Sunday, January 13, 2008

Is a brand about messages or experiences?

Fly the friendly skies.
We try harder.
That was easy.
Built Ford tough.

These are tag lies. United skies aren't friendly. Avis doesn't try. Nothing is easy at Staples. And Fords are rattle-traps. This is not an indictment of inflated taglines. It is an indictment of the "push a message at the consumer" advertising methodology. A soviet-style marketing schema where a message repeated repeated and repeated becomes believed.

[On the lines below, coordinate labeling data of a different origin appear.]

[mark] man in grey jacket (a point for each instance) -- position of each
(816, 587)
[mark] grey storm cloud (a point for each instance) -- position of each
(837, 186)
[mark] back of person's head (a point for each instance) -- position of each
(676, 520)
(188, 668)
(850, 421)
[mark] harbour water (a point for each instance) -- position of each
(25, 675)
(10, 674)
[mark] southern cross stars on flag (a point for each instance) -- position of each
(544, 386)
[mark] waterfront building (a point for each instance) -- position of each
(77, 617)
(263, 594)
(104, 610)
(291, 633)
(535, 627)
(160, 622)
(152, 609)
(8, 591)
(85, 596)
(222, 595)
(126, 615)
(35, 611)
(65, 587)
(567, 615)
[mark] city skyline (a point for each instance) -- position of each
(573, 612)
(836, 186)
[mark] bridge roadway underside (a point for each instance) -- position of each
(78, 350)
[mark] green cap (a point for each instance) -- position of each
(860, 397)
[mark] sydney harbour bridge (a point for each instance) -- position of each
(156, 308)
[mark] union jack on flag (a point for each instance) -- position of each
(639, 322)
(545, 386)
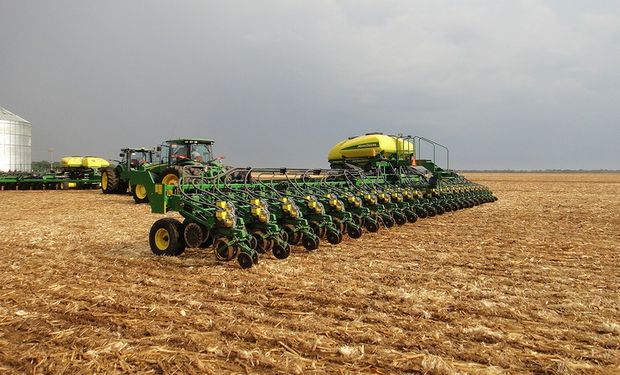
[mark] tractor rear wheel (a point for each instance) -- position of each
(165, 238)
(109, 180)
(169, 176)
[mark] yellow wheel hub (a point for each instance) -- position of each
(162, 239)
(170, 179)
(141, 191)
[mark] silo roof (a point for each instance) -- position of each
(6, 115)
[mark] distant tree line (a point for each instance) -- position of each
(540, 170)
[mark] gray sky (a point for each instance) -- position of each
(504, 84)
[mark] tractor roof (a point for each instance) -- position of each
(192, 140)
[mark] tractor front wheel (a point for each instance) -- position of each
(109, 180)
(281, 251)
(139, 194)
(165, 237)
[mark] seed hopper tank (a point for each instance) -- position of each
(375, 181)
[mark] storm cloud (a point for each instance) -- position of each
(505, 84)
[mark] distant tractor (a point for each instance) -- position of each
(142, 168)
(117, 180)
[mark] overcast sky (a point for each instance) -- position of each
(504, 84)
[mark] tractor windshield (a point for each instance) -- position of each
(139, 158)
(201, 152)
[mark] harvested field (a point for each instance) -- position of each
(530, 283)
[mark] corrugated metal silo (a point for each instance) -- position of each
(15, 142)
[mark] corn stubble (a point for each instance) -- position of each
(530, 283)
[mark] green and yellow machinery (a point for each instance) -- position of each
(141, 168)
(117, 179)
(375, 180)
(77, 172)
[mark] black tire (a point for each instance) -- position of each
(372, 226)
(165, 238)
(193, 234)
(109, 180)
(339, 224)
(399, 218)
(293, 237)
(224, 251)
(317, 229)
(388, 220)
(245, 261)
(354, 231)
(208, 242)
(358, 220)
(421, 212)
(411, 216)
(334, 237)
(139, 194)
(263, 244)
(281, 251)
(310, 243)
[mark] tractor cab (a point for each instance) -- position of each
(187, 151)
(137, 158)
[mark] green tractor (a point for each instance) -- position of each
(140, 168)
(117, 180)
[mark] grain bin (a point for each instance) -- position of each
(15, 142)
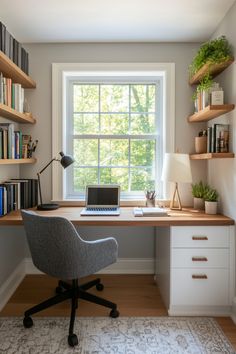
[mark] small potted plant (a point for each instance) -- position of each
(211, 201)
(198, 192)
(217, 50)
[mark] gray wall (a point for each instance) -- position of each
(133, 242)
(222, 173)
(12, 250)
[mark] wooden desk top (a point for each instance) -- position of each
(186, 217)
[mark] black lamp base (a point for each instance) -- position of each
(47, 206)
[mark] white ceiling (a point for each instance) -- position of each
(112, 20)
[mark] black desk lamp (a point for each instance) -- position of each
(65, 161)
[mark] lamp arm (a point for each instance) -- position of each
(54, 159)
(38, 174)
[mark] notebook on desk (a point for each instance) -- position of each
(102, 200)
(150, 212)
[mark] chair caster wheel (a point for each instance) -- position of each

Today I went to a "Times Talk." A moderated panel discussion sponsored by The New York Times that seeks to involve its customers in the Times brand. In other words, don't just tell me "These times demand The Times," involve me in it--give me a New York Times experience. I realize only an esoteric few avail themselves of the Times talks--perhaps not many people find Feist or Josh Brolin, of Sidney Lumet or Mel Brooks or Edward Albee or any number of brilliant speakers compelling enough. But the 400 seat auditorium I sat in this afternoon was 95% full and the line going in to the following event was positively Disney-esque. I am an inveterate Times reader, I love the brand; I advocate for it. I feel even deeper affinity for it after this afternoon's event. Now, what the Times needs to do is figure out a way to extend the influence and tactile-ness of a live brand experience and scale it.

More on this will follow. The future belongs to those brands that make you feel.

1 comment:

T said...

the problem with most companies that have reached a certain scale, a certain size, is that they simply can't handle what they built their original success on.
Nobody is competent lead these giant companies to perform the way they promise.
It's a bit like the soviet union.
there's a certain size of any organization where things simply don't work anymore.
so they look to slogans (and their agencies) to try to make sales.
At the end of the day most of those companies rely on people to provide the services.
These people are lousily paid, badly trained, most have a bad attitude, are incompetent, and totally disinterested in doing the job well. Understandably to some degree.
Likewise are the leaders of these giants totally incompetent to lead them properly.
When a unit performs badly the knee-jerk reaction is to look for things to save on, rather than things to improve. The result is fewer people with even lower salaries. This, on paper generates higher margins. And so the downward spiral is perpetuated.
Same goes for most product.s This year's new model is rarely anything else than a version built even cheaper than last year's model. And so it goes.